Le retour de Jessica, la fille que Val avait dû laisser derrière elle il y a des années, va à la fois chambouler l’ordre de la maison et faire dévier le film des rails attendus. Avec cette jeune fille têtue, c’est tout un nouveau Brésil qui déboule dans cette maison bien rangée : une nouvelle génération bien décidée à ne pas se plier aux règles injustes de leurs ainés, et exigeant des privilèges jusqu’alors inenvisageables, parfois jusqu’à l’absurde (aller à la fac ou encore… demander à dormir ailleurs qu’à même le carrelage). L’arrivée de cette mini tornade de modernité dans une maison où jusqu’ici il faisait trop beau pour se poser des questions aurait pu être violente et manichéenne mais elle donne au contraire lieu à des scènes surprenantes, à la fois tordantes et touchantes.
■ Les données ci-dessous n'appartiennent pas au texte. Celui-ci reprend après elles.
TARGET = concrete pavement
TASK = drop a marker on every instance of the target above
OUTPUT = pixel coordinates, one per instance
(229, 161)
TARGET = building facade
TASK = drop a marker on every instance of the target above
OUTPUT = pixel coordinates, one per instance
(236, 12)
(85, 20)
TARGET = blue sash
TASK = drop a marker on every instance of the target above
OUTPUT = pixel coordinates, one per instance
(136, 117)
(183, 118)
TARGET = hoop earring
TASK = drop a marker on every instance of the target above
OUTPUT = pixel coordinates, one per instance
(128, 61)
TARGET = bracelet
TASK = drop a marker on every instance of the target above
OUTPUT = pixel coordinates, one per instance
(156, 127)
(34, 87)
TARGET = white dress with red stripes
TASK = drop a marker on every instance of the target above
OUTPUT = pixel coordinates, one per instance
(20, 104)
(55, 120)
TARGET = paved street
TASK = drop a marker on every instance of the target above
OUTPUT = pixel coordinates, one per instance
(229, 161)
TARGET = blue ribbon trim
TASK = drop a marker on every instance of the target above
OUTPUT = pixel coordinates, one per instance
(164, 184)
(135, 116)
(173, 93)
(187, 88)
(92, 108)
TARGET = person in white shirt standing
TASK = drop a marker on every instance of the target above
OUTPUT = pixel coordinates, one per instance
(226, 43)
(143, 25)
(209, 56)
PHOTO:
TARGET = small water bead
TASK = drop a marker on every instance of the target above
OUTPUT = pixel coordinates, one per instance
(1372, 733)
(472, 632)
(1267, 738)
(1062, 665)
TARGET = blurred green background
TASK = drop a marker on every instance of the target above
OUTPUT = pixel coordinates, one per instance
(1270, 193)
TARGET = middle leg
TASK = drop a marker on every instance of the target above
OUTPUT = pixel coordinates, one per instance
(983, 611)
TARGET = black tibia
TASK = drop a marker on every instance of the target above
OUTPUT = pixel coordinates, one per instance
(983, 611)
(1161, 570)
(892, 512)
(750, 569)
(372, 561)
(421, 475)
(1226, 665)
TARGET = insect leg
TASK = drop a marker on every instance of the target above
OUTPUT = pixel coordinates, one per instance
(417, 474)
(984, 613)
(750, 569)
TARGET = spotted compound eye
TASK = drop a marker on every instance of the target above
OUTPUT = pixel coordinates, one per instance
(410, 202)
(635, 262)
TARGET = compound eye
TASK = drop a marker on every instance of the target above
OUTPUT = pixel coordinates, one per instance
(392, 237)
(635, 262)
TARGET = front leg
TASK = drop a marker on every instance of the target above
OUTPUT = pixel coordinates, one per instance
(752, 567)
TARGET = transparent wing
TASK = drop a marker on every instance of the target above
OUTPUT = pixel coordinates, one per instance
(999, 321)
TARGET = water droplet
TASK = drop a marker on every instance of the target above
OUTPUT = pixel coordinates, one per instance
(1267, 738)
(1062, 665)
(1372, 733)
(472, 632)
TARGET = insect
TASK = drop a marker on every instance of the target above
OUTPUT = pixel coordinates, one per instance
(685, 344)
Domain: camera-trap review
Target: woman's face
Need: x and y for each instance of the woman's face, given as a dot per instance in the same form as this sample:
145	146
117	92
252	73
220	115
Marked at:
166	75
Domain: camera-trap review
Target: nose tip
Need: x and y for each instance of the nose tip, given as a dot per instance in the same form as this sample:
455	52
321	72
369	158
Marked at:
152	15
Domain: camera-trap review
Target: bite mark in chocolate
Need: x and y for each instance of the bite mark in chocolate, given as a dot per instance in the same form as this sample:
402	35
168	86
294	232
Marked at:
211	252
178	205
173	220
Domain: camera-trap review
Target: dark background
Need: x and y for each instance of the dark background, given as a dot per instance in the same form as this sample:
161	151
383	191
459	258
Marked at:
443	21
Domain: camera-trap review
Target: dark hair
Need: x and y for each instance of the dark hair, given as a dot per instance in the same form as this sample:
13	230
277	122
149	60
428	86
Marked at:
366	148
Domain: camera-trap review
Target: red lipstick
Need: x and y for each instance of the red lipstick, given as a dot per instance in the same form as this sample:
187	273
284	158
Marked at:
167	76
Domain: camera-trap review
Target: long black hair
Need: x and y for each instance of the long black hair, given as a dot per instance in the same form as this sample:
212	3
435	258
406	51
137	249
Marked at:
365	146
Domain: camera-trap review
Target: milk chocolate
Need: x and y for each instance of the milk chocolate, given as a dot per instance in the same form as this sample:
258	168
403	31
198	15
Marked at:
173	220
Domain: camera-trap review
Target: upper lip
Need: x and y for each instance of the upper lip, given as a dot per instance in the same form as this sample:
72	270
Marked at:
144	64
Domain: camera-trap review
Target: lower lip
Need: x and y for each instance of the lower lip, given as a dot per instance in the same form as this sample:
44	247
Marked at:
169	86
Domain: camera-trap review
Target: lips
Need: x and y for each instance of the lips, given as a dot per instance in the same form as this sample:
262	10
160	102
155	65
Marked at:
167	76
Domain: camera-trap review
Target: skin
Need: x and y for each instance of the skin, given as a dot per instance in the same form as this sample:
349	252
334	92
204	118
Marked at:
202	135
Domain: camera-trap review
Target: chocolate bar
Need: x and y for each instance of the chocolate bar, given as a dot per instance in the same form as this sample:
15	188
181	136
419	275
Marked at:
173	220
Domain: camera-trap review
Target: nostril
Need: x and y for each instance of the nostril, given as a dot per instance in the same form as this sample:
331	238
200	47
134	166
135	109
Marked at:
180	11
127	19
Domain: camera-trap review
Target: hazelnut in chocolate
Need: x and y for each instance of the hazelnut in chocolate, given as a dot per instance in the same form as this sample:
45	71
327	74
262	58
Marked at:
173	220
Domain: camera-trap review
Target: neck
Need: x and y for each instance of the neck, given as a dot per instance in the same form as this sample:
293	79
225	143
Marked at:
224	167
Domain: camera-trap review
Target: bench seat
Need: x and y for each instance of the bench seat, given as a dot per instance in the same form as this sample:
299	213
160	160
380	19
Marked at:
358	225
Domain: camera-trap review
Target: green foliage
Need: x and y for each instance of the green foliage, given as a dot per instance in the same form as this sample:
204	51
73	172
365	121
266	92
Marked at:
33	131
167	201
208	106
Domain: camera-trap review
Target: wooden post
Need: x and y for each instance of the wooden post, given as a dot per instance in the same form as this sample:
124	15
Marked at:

Val passe son temps à s’excuser et consacre toute son énergie à sauver les apparences et respecter les règles d’un système féodal plutôt que de faire une place à sa fille, et celle-ci prend en retour un malin plaisir à faire comme chez elle de façon gonflée. C’est cette double dynamique d’efforts à la fois nobles et puérils qui offre aux films ses meilleures scènes, où l’humour et l’émotion reposent autant sur les trouvailles du scénario que sur le charisme des interprètes.
Si la mise en scène manque peut-être de radicalité, surtout pour un film où l’architecture joue un rôle si fondamental (on aurait aimé mieux voir São Paulo et ses violents contrastes), Une seconde mère gagne tout de même en relief à mesure que le titre dévoile ses différents sens possibles. Car qui mérite le plus d’être nommé mère dans cette maison de fous où l’on appelle ses géniteurs par leur prénom, où l’on délaisse son propre enfant au profit d’un autre, et où chacun passe son temps à s’excuser d’avoir une famille ? Le titre original du film, qui pourrait se traduire par ˝A quelle heure elle rentre ?˝ !, offre lui aussi une piste de lecture intéressante. Si le retour de la mère est effectivement attendu avec impatience, c’est aussi le grand pas vers un Brésil moderne qui est redouté et anticipé. Une attente à l’image du film : douce-amère mais pleine d’espoir et d’énergie.